Don Ng, pastor of First Chinese Baptist Church in San Francisco, acknowledged in a Sunday morning business session that many delegates were anticipating an announcement of a successor to General Secretary Roy Medley, who steps down Dec. 31 after 14 years.
Instead Ng read a statement announcing the ABCUSA Board of General Ministries voted during executive session Wednesday morning “to suspend the search process at this time.”
The search process “brought forth strong and qualified candidates, each of whom is uniquely gifted in ways worthy to be celebrated and honored,” the statement said, “Unfortunately, breaches of confidentiality have compromised the integrity of the search.”
As a result, the board plans to name an interim general secretary at its November 2015 meeting and “will discern when to resume the search process.”
“As you know, searches are personnel matters,” the statement said. “For this reason, further details will not be given nor questions taken.”
The decision comes nearly a year after the naming of a 12-member search committee after the Board of General Ministries elected Medley in June 2013 to a two-year term ending in 2015. That was after Medley served three of the typical four-year terms, taking office in 2002.
Effectively announcing his retirement, Medley said at the time he desired to serve another two years beyond the end of his current term to implement a “Transformed by the Spirit” initiative aimed at revitalizing congregations, regions and national bodies.
Key changes included reducing the size of the denomination’s General Board and shifting focus of the biennial meeting away from public statements to a small-group discussion format in which delegates pick from a wide variety of interests.
This year “Mission Summit Conversations” ranged from leadership issues such as combatting pastoral attrition to public witness issues including ministry to people with disabilities to future-oriented topics like “congregations without buildings.”

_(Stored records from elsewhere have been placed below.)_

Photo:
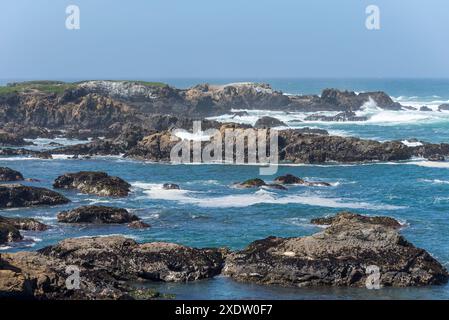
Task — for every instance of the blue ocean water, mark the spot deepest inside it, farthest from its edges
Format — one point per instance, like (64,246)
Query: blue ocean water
(209,211)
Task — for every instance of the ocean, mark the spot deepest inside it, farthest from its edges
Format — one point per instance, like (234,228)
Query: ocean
(209,211)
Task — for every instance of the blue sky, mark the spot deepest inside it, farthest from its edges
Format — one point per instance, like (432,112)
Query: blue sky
(156,39)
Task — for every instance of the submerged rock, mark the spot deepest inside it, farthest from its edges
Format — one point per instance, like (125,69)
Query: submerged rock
(275,186)
(257,183)
(17,195)
(170,186)
(444,107)
(97,215)
(10,139)
(28,224)
(139,225)
(269,122)
(349,216)
(291,179)
(10,228)
(105,264)
(340,117)
(99,183)
(9,233)
(301,148)
(9,152)
(425,108)
(436,157)
(8,174)
(341,255)
(252,183)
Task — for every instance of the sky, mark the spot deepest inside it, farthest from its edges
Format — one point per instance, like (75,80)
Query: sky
(157,39)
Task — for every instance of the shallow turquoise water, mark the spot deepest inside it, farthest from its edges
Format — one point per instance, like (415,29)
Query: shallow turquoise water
(208,211)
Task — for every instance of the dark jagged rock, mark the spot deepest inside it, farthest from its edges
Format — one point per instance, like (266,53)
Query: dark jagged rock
(340,117)
(139,225)
(97,215)
(9,152)
(99,183)
(105,265)
(170,186)
(17,195)
(9,233)
(156,147)
(97,147)
(289,179)
(91,108)
(431,151)
(251,183)
(10,228)
(307,130)
(443,107)
(339,256)
(9,139)
(436,157)
(269,122)
(300,148)
(240,114)
(8,174)
(28,224)
(276,186)
(349,216)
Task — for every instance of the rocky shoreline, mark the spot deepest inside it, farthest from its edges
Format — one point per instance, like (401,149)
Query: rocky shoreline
(341,255)
(136,120)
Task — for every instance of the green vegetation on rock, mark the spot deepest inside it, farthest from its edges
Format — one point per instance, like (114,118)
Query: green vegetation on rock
(57,87)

Near the end of the business session Ng said many had spoken to him of their desire to issue some formal statement from the body as a whole regarding the Charleston shooting. Absent the old process for drafting a Statement of Concern during the biennial meeting, Ng assured the audience that leaders would be using every available avenue for policy statements and resolutions through the denomination’s governing boards to address the issue.